Silver Shadow is a cruise ship that entered service in 2000, and is operated by Silversea Cruises. The passenger capacity is 382 passengers, and there are 295 crew members. Her sister ship is , and both ships were built by the Mariotti Shipyard in Genoa, Italy. They both have a high space-to-passenger ratio at 74, providing more space per passenger than any other cruise ship. Space ratio is calculated by dividing a vessel's gross tonnage by its passenger capacity. The passenger-to-crew ratio is also high, at 1.31 to 1.

==Accommodations==
There are 194 outside suites, ranging in size from 287 sqft to 1435 sqft, and some 80% of them feature teak balconies.

==Incidents==
On the morning of 16 March 2012, Silver Shadow collided with another ship in thick fog off Vietnam. She was about 5 mi off the coast in Ha Long Bay when the accident occurred. There were reports of damage to the container ship and unconfirmed container ship crew injuries. There were no reports of injuries on Silver Shadow, which passengers described as receiving some damage to her bow. Silver Shadow continued her voyage 90 minutes later.

On 17 June 2013, in Skagway, Alaska, the ship failed a surprise inspection conducted by the Centers for Disease Control and Prevention (CDC).
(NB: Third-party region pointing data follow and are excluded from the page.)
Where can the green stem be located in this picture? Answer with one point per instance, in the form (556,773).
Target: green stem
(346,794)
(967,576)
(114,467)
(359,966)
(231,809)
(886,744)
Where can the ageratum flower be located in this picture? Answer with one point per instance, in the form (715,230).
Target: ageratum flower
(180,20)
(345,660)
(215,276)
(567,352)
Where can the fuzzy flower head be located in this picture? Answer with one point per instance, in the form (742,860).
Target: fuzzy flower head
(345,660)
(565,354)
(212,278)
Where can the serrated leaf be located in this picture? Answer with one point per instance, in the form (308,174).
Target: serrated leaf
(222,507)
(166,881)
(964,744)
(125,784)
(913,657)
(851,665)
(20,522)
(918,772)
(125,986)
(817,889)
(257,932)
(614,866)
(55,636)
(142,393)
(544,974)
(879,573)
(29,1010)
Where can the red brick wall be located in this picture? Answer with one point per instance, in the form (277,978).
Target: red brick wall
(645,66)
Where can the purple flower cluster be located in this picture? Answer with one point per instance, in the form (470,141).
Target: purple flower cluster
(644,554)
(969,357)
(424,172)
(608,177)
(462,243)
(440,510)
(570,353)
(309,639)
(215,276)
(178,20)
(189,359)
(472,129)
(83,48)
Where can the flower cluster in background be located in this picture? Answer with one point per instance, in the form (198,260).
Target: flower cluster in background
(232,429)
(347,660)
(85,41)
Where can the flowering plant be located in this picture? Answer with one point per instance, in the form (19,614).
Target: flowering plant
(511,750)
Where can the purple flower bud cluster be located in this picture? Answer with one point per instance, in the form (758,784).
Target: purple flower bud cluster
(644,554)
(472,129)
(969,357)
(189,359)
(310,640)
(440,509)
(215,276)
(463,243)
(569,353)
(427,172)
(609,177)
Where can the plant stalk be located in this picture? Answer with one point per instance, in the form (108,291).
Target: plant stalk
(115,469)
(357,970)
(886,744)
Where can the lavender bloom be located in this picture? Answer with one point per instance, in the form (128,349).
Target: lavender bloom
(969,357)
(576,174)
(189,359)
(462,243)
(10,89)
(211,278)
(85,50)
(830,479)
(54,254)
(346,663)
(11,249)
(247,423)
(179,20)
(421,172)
Crew members had alerted inspectors that supervisors ordered them to store food in their living spaces, not in refrigerators, in order to hide the food from inspectors. The lead inspector ordered contaminated foods be discarded. He personally poured concentrated bleach on the food as it was thrown away to ensure it would not be salvaged and served later. The CDC has no authority to fine or detain a ship, so the ship was allowed to continue with its passengers.
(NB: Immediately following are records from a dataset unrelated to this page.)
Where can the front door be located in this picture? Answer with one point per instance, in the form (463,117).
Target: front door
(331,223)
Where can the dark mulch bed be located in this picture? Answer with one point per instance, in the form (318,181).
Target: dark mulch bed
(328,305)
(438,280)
On 12 March 2020, the ship was detained in Recife, Brazil due to a 79-year-old Canadian man suspected of having COVID-19. He and his wife were landed and taken to the Real Hospital Português, where it was confirmed that he had the novel coronavirus. The wife, who was asymptomatic when she left the ship, was diagnosed with the virus on 17 March. The man died of the disease on 26 March. From 20 to 22 March, 343 people of different nationalities disembarked, divided into five groups depending on their nationalities and flights back to their countries of origin. The flights were provided by Silversea Cruises. After inspection by the Brazilian National Sanitary Surveillance Agency, the ship set sail on 26 March towards Cape Verde with 266 crew members.